Whether you agree with its suggestions or not, this might be the first time that someone other than you “reads” your draft in its entirety, and can make suggestions from an unbiased, snapshot perspective.
Summary
AI can be an educational tool. It can be used well or poorly, ethically or irresponsibly in the pursuit of learning and educating. Those of us who are simultaneously students and educators in the early years of AI technology sit in a unique position to experience the tools as a learner and pass on what we discover. The undergraduate students we currently serve will soon step into entry-level employment opportunities that will require AI literacy from them. It is our responsibility to prepare them for that reality. We cannot teach students how to use these tools ethically and effectively if we are not willing to first learn by doing.
So take a little risk, and consider using AI to write your dissertation.
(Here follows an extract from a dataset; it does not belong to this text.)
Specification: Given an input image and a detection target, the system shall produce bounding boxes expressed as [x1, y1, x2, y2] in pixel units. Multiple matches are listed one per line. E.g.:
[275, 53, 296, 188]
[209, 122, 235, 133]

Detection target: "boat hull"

*As a disclaimer, I am an Ed.D. student whose dissertation proposal defense was scheduled around the time I wrote the first draft of this article. All suggestions are for composing your Introduction, Literature Review, and Methodology chapters.
References
- Sharples, M. (2023). Towards social generative AI for education: theory, practices and ethics. Learning: Research and Practice, 9(2), 159–167. https://doi.org/10.1080/23735082.2023.2261131
- UNESCO. (2023). Guidance for generative AI in education and research. UNESCO. https://unesdoc.unesco.org/ark:/48223/pf0000386693
- White, G. E. (2015). Dissertation warrior: The ultimate guide to being the kind of person who finishes a doctoral dissertation or thesis (2nd ed.). Stylus Publishing.